Anastasia y Alena sonrieron.

—¡Ahora Yuuri estará siempre feliz! —exclamó Alena. 

—¡Será una gran sorpresa! —secundó Anastasia agarrando las manos de su hermana.

—Mila me ha escrito y dice que en dos días llega junto al niño, lo adoptaré y será parte de nuestra familia.

—Un hermano —afirmó Anastasia. 

—Así es, seremos una gran familia. La abuela también está de acuerdo —dijo el rey.

—Y después seremos más —Anastasia sonrió—, Yuuri tendrá más bebés. 

—Sí, quiero tener hijos con Yuuri —respondió Víctor con una sonrisa cálida y soñadora. 

—Tendrás hijos verdaderos —dijo Alena bajando la vista mientras sus manos apretaban la tela de su vestido. 

—Alena —pronunció Víctor tomando el rostro de su hija entre sus manos y obligándola a mirarlo—, yo no tengo hijas falsas. Yo elegí ser su padre y las amo más que a nada, ahora también escojo ser un padre para el hijo de Yuuri y lo amaré como tal. Si en el futuro tengo más hijos serán sus hermanos y los amaré también. Pero ustedes siempre serán mis primeras hijas y las que me enseñaron a ser padre, eso jamás cambiará. 

Alena y Anastasia se lanzaron a los brazos de Víctor que las recibió como siempre, con el amor sincero de un padre. 


Dos días después, Mila caminaba por los pasillos del palacio llevando de la mano al pequeño hijo de Yuuri. El niño miraba con sorpresa todo a su alrededor, se sentía nervioso y un poco intimidado ante tanto lujo, Mila en cambio caminaba con seguridad y era saludada con respeto. Al llegar a una puerta de madera pintada de blanco Mila miró al pequeño.

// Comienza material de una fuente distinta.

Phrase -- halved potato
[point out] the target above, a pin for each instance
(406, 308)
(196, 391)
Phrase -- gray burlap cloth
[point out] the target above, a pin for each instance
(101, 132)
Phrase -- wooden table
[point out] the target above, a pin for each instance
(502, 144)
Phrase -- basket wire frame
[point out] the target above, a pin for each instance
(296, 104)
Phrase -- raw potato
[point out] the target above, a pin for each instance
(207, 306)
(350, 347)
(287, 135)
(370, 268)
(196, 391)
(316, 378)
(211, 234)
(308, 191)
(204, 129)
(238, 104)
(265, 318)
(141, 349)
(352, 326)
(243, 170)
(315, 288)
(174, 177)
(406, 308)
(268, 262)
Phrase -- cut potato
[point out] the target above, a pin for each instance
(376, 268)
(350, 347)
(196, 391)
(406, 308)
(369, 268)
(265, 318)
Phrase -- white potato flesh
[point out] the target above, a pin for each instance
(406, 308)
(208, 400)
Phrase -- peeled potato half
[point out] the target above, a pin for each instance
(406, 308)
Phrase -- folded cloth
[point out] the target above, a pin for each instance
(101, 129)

—Ahora conocerás a la persona que te adoptará —le dijo acariciando su cabello negro, viendo como los ojos del niño temblaban con miedo—. Tranquilo, él es una buena persona y tú un niño muy dulce, estoy segura de que se llevarán bien —sonrió con confianza, el niño asintió. 

Cuando les fue otorgado el permiso para entrar Mila, sosteniendo la mano del niño, entró sonriente al despacho del rey.

—Majestad —dijo ella al ver a Víctor esperándolos con una sonrisa—, él es Yukio. 

Víctor lo miró y amplió su sonrisa, sin lugar a dudas el pequeño era el hijo del príncipe, era como había imaginado a Yuuri de niño, la misma mirada dulce a través de esos ojos castaños. 

—Buenos días —saludó Yukio jugando con sus manos, sin saber qué hacer o cómo comportarse.

—No sabes lo feliz que me hace conocerte —dijo Víctor caminando para acercarse al niño, inclinándose a su altura y acariciando su cabello, evocando la imagen de su príncipe, imaginando la felicidad que le daría. 

El niño lo miró confundido y Mila se retiró para dejarlos a solas. Víctor se levantó y tomó la mano de Yukio, lo acercó a los sillones cerca de la ventana y se sentó junto a él.

—¿Sabes quien soy? —preguntó Víctor.

—Mila solo me dijo que deseaba adoptarme, pero le dijo majestad, ¿es cierto eso? ¿Usted es un rey? —interrogó con la mirada. 

—Soy un rey y tú un príncipe —sonrió—. En tres días llega a casa mi prometido, nosotros te daremos una familia. Tendrás dos lindas hermanas, mis hijas Anastasia y Alena, también una abuela, mi madre. 

Yukio no entendía la razón por la que un rey querría adoptarlo, y Víctor prefería que el mismo Yuuri le contara la razón después de conocerlo. Veía la duda en la mirada del niño, pero la timidez le impedía seguir haciendo cuestionamientos al respecto. Después de pocos minutos la puerta fue nuevamente abierta, esta vez la reina madre entraba junto a sus nietas, las niñas soltaron la mano de su abuela y Alena corrió arrastrando a su hermana, ambas alegres y deseando dar la bienvenida a su nuevo hermano. Víctor rió por la expresión de desconcierto que puso Yukio.

—Tus hermanas estaban ansiosas por conocerte —le dijo acariciando el cabello negro. 

Las niñas, especialmente Alena, le daban muestras de afecto y le hacían preguntas. 

—Niñas, no intimiden a su hermano —la voz de la reina se escuchó suave—, recuerden que todo esto es nuevo para él. —Yukio miró a la reina y sonrió al ver esos bonitos ojos azules mirándole sonrientes. 

La calidez comenzó a correr con fuerza dentro del cuerpo del pequeño. La esperanza de ser amado por una familia se encendió.